Son job banal de nettoyage de piscine n'est in fine qu'une façade pour cacher sa véritable source de revenus : chasser et tuer des vampires, une occupation pas toujours simple pour le bonhomme qui peut être vu comme un vétéran dans le métier, surtout depuis qu'il a été expulsé de l'union internationale des chasseurs de vampires (des héritiers de Van Helsing syndicalisés en gros).
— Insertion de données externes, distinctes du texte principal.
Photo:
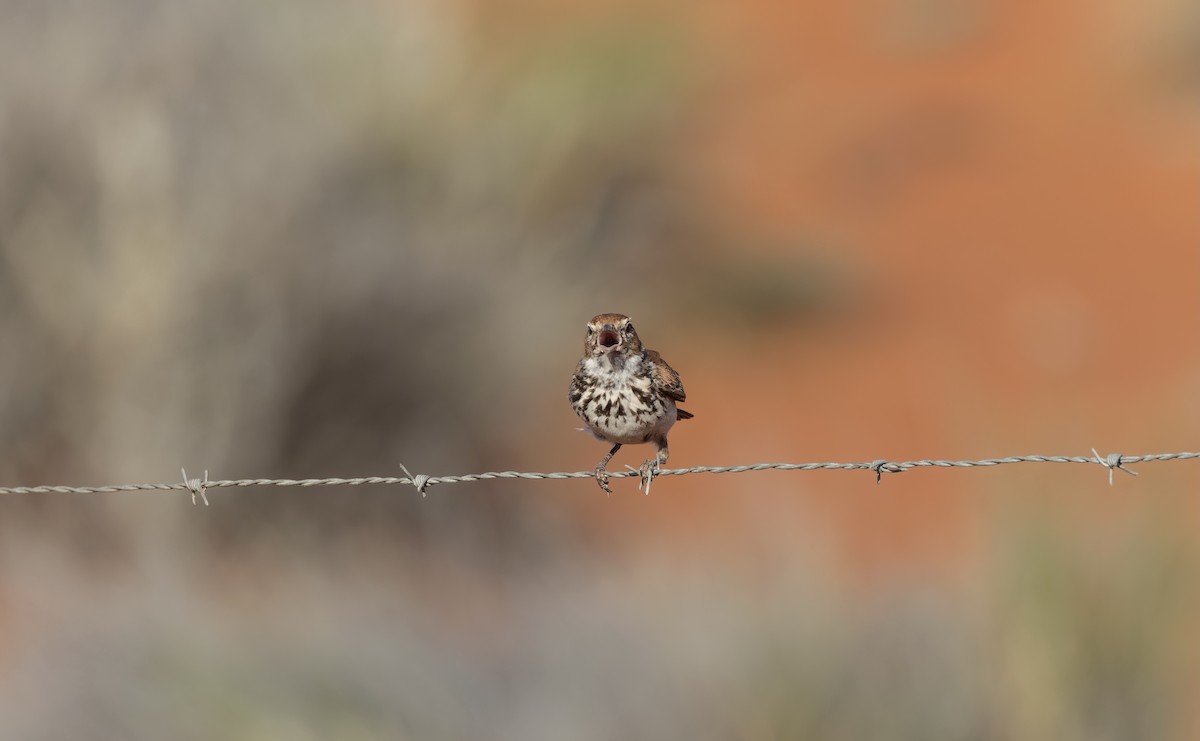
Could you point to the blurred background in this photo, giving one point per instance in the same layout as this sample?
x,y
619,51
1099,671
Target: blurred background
x,y
311,239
Pour s'en sortir, il vend des crocs aux acheteurs du marché noir, ce qui ne suffit plus au moment où son ex-femme, Jocelyn, menace de quitter la Californie avec leur fille pour aller à l'autre bout du pays, en Floride, histoire de retrouver une stabilité financière et familiale. 
Et pour ne rien arranger, le vampire le plus dangereux du sud de la Californie, Audrey, est collée à ses trousses pour se venger...
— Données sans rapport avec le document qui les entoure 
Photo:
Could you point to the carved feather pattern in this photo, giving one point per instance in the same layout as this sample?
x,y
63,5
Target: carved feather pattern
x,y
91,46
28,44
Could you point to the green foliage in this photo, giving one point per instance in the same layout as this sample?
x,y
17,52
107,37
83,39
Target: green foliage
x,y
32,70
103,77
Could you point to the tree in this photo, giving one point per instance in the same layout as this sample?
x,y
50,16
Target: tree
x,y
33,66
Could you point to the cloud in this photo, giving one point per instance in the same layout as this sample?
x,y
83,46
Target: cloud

Pure bisserie qui annonce très vite la couleur (un fight d'ouverture musclé entre Foxx et une vampire de 90 ans lentement mais sûrement disloquée) ne s'embarrasse jamais du superflu, pas même d'une mythologie profonde qu'elle distille fébrilement tout au long de la narration - via quelques monologues tentant de contextualiser un brin les choses -, Day Shift ne bifurque jamais trop loin des sentiers battus du plaisir régressif et familier à l'émotion dispensable et maladroitement amenée... mais c'est tant mieux.

[CRITIQUE] : Day Shift

Copyright Parrish Lewis/Netflix


En laissant parler son expérience dans le milieu (trente ans de carrière en tant que cascadeur, ça impose un minimum le respect), Perry dégaine un actionner à la mise en scène aussi énergique et imaginative que ses chorégraphies de combats sont intenses et brutales (moins louables et lisibles en revanche, sont ces aptitudes en ce qui concerne les courses poursuites en voitures), à la colorimétrie pas toujours finaude mais savamment embaumé dans une bande son so cool et un esprit de buddy movie à l'ancienne, à l'humour aussi facile qu'il paraît parfois un brin plus subtil qu'il n'en à l'air - solide tandem Jamie Foxx/Dave Franco, excellent en wannabe sidekick anxieux et nerveux.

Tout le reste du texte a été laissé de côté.